By MARY MARLOWE LEVERETTE
The internet is filled with laundry hacks and tips all promising to save you from the drudgery and mistakes that make laundry day something to dread. Unfortunately, many of the hacks don’t work because they’re not based on the science of caring for fabrics. What works well in your laundry room depends on what happened months or years ago when the fibers and fabrics were manufactured.
To help you sift through a plethora of laundry hacks, we rounded up seven tips that actually work. They’ll save you money, help your clothes look better and last longer, and maybe even prevent a laundry mishap.
Perform Laundry Magic With Vinegar
You probably have a bottle of distilled white vinegar in your kitchen that you use for cooking or cleaning. Grab it or buy another one to keep in the laundry room.
Distilled white vinegar is nearly essential for laundry that looks clean and bright each time it comes out of the washer. A few benefits include:
- Banishes dinginess. Add one cup of vinegar to the final rinse to remove detergent residue that leaves fabrics looking dull and feeling scratchy.
- Removes odors. One cup of vinegar in the rinse cycle will help make mildew and body odors disappear from clothing.
- Erases marks and flaws. Are the kids growing like weeds? Use vinegar to help remove marks from hemlines that you’ve changed again and again.
- Freshens a smelly washer. Hot water and a couple of cups of vinegar will get rid of some of the microbes that make a front load washer stink. (This is best for light odors—for truly overpowering smells, you may need a stronger cleaner.)

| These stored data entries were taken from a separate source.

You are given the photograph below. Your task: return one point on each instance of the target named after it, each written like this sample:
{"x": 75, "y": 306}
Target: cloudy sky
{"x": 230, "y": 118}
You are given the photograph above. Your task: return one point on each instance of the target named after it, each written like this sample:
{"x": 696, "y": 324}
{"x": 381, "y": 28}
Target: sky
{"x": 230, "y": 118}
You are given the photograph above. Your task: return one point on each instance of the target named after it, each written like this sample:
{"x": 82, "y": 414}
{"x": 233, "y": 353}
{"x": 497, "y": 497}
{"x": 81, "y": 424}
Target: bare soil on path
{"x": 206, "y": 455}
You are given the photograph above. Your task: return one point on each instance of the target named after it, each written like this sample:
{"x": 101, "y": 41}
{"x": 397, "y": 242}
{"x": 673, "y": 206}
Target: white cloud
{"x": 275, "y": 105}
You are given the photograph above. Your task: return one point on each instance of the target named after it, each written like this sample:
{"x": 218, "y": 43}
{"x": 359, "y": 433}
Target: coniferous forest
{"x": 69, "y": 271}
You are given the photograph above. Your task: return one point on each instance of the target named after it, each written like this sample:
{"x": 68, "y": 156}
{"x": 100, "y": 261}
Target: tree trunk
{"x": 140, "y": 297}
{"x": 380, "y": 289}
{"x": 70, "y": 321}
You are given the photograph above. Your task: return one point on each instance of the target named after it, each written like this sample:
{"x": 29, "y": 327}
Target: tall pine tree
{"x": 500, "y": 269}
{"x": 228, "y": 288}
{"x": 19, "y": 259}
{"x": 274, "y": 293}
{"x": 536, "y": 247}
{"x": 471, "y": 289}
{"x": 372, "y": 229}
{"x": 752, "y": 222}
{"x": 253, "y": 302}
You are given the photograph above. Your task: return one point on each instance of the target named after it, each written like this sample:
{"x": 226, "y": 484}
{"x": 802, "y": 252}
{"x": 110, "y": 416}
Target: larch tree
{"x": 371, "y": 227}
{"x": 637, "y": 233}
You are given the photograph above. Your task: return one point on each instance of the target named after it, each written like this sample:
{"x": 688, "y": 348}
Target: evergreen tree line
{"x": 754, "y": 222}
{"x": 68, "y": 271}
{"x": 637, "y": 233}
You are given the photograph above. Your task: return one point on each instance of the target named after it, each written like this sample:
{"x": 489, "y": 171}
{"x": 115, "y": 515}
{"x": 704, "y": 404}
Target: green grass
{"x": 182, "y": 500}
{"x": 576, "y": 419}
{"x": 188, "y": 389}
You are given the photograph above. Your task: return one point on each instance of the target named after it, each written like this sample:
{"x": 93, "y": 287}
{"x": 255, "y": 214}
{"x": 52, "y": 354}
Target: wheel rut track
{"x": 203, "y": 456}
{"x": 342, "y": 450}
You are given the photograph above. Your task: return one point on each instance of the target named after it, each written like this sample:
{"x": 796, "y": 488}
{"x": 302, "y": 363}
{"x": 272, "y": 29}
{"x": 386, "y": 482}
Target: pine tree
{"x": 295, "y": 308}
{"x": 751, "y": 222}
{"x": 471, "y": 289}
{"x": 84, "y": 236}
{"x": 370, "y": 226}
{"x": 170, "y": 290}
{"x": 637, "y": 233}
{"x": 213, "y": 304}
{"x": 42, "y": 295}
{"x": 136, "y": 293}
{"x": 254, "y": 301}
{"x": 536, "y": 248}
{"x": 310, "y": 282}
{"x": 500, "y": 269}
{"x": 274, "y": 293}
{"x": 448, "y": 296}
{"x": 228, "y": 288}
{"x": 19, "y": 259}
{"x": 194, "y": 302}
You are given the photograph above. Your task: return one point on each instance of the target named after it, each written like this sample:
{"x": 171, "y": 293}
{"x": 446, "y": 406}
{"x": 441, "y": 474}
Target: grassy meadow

Keep Socks From Disappearing
You can make your life so much easier and keep your socks paired up by using a mesh laundry bag to wash them. This is a great tip for baby socks and any small items.
Just load the bag and toss it in the washer and then straight into the dryer. No more single socks.
Baking Soda Deodorizes More Than Your Refrigerator
When you buy that replacement box of baking soda for the fridge, get an extra one for the laundry room. Baking soda can boost the performance of your laundry products and even replace a few.
- Skip the fabric softener: If commercial fabric softeners leave your towels less than absorbent, use baking soda instead in the rinse cycle.
- Brighten whites: Boost the cleaning power of both chlorine and oxygen bleach by adding one cup of baking soda to the wash water when using bleach.
- Clean a sticky iron: Clean away the gunk on the bottom of your iron with baking soda without leaving any scratches.
Secrets to Help Dry Clothes Faster
No one likes the realization that the one item you need or want to wear was missed during the weekend laundry run. Not only do you need it clean, but you need it to dry as quickly as possible too. Before you toss it in the dryer, add a couple of dry bath towels. They will help absorb some of the moisture and speed up the drying process.
Another tip, if you hand-washed a single garment, put it in your kitchen salad spinner and give it several spins to help it dry more quickly. This will remove more moisture without excessive wringing and twisting that can damage fabrics and leave lots of wrinkles.
Use Ice to Remove Wrinkles
Forgetting to remove the clothes from the dryer inevitably leads to wrinkles. So what do you do when the shirt you planned to wear today is filled with them and you don’t have time to iron?
Remove all of the other clothes and toss a handful of ice cubes into the dryer along with the wrinkled shirt. Tumble for at least 10 minutes on high heat.
When the cycle is finished, immediately remove the shirt and hang it up. Smooth the collar, cuffs, and seams with your hands. You just made your own steam dryer. The steam created by the melting ice relaxes the fibers and helps wrinkles vanish.
Let Your Dryer Do the Talking
Even if your laundry room is tiny, you have a built-in message center. Just use erasable, whiteboard markers to make notes for yourself or others. When you enlist kids or teenagers to help with laundry, they may not know every tip you do. Help them avoid disasters by leaving notes of what can and cannot be put in the dryer.
To remove the messages, just use a whiteboard eraser or old cloth. If the shadows of the ink remain, wipe down the finish with a bit of rubbing alcohol and a soft cloth. For tough to remove ink, make a paste of baking soda and rubbing alcohol and scrub with a soft cloth.
Use Conditioner to Reverse a Shrunken Sweater
Sometimes disaster strikes. Whether it was an accident or someone not knowing that wool and dryers don’t mix, somehow your favorite sweater ended up in the hot dryer and now it is a size (or two) too small.
Not to worry. Simply mix a solution of cool water and hair conditioner and submerge the shrunken sweater. Let it soak for at least 30 minutes. The hair conditioner will help relax the wool fibers so you can gently pull the sweater back to its original shape.